One of the foremost historians of ancient Greek and Roman philosophy, Richard Sorabji is the Founder and Director of the International Project on the Aristotle Commentators. With over 70 volumes published so far, these translations have made accessible the influential period of philosophy and science between Greek and Roman antiquity and the Islamic and Latin-speaking Middle Ages. He also founded the King’s College Centre for Philosophical Studies, one of the aims of which was to promote the study of philosophy to the wider public.
Professor Sorabji taught at Cornell and King’s College London and is Honorary Fellow of Wolfson College, Oxford. He was Director of the Institute of Classical Studies in London and Gresham Professor of Rhetoric. He is returning to NYU, having been the Antonina S. Ranieri Distinguished Visiting Scholar (2001-03).

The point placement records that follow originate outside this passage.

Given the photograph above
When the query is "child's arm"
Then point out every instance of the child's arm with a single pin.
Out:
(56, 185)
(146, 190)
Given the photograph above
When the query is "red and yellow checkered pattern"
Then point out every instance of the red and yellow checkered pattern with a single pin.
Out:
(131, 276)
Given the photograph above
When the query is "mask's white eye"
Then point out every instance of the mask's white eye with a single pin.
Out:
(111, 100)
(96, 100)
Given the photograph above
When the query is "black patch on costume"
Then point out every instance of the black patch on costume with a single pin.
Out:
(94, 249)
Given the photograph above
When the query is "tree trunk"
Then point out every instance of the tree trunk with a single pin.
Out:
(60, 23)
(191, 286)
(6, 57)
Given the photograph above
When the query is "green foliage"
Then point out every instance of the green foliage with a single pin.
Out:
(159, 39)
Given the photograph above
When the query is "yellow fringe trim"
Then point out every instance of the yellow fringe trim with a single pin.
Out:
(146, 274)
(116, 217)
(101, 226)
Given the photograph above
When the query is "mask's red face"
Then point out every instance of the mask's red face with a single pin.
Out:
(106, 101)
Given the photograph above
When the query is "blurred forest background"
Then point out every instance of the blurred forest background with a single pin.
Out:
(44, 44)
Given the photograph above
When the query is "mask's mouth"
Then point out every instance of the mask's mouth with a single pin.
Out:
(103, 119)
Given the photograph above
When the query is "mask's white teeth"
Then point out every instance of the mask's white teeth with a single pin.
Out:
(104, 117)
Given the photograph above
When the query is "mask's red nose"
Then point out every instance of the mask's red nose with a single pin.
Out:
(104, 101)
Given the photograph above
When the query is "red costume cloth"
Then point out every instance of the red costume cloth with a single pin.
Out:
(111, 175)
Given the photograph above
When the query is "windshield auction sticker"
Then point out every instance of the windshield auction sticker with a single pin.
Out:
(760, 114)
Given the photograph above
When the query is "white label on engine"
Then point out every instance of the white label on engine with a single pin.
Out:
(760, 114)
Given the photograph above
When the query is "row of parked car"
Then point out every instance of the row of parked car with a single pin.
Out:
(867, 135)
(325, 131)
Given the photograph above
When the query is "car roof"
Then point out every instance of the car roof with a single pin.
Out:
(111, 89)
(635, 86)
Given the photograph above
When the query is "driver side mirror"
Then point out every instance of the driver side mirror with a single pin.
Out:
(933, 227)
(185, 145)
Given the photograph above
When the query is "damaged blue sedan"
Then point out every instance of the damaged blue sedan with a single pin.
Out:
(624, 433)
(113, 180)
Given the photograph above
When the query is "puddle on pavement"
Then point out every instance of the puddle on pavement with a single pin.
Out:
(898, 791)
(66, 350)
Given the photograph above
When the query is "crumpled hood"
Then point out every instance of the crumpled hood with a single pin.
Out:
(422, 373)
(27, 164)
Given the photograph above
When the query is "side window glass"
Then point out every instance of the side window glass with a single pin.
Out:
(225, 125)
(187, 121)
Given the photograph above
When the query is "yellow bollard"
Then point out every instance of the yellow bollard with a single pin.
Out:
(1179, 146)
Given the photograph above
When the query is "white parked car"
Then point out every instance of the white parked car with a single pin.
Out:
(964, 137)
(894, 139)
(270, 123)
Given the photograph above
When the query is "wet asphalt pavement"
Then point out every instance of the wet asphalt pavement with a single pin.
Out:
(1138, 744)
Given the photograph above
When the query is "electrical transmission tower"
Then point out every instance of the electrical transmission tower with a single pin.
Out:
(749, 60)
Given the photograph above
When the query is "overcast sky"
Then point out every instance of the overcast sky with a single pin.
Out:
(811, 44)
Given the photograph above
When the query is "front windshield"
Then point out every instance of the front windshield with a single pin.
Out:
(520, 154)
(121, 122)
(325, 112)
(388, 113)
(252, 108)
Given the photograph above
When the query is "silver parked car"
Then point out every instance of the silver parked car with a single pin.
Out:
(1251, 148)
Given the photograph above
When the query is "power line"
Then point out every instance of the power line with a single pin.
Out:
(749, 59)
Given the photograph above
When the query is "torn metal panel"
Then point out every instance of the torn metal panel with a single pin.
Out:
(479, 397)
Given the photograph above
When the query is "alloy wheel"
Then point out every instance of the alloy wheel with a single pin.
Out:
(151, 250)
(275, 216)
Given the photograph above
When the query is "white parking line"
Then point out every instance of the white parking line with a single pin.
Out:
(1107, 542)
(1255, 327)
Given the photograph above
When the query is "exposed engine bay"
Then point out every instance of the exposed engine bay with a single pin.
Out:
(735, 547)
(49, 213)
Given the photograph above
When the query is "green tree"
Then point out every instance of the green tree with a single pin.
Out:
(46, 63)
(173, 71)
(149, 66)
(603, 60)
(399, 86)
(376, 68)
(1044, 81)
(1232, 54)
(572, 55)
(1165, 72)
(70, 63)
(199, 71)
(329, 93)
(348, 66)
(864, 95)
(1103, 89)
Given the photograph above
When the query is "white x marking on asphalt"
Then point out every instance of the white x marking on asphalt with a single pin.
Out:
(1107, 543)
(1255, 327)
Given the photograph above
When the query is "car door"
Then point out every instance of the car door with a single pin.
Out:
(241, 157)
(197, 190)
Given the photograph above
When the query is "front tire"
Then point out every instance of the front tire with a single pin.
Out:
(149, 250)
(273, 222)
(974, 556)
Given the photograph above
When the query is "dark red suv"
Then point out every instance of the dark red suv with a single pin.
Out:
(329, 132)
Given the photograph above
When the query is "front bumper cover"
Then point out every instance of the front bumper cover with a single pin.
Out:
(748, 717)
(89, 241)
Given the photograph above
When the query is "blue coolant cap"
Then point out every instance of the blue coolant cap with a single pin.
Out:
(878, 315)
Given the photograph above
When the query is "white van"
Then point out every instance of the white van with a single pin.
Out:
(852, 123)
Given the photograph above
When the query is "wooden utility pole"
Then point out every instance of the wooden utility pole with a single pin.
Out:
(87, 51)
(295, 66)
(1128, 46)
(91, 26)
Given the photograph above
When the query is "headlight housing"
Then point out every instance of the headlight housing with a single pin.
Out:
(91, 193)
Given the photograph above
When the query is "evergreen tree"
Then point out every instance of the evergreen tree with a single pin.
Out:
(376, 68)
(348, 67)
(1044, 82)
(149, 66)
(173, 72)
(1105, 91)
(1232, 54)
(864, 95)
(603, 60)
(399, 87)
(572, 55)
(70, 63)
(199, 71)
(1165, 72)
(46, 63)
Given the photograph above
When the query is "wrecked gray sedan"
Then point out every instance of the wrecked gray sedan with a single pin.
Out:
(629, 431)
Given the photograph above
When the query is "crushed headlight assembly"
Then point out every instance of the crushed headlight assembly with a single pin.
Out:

Professor Sorabji’s books include three on the philosophy of the physical universe, Necessity, Cause and Blame (1980); Time, Creation and the Continuum (1983); and Matter, Space and Motion (1988) and four on philosophy of mind and ethics, Aristotle on Memory (1972), Animal Minds and Human Morals (1993), Emotion and Peace of Mind: From Stoic Agitation to Christian Temptation (2000), and Self: Ancient and Modern Insights about Individuality, Life and Death (2006). He has published a 3-volume Sourcebook, The Philosophy of the Commentators 200-600AD (2004) and co-edited The Ethics of War: Shared Problems in Different Traditions (2006) and Greek and Roman Philosophy 100 BC to 200 AD in two volumes (2007). Named Commander of the British Empire (C.B.E.) for his services to Ancient Philosophy, Professor Sorabji is an honorary foreign member of the American Academy of Arts and Sciences and a Fellow of the British Academy.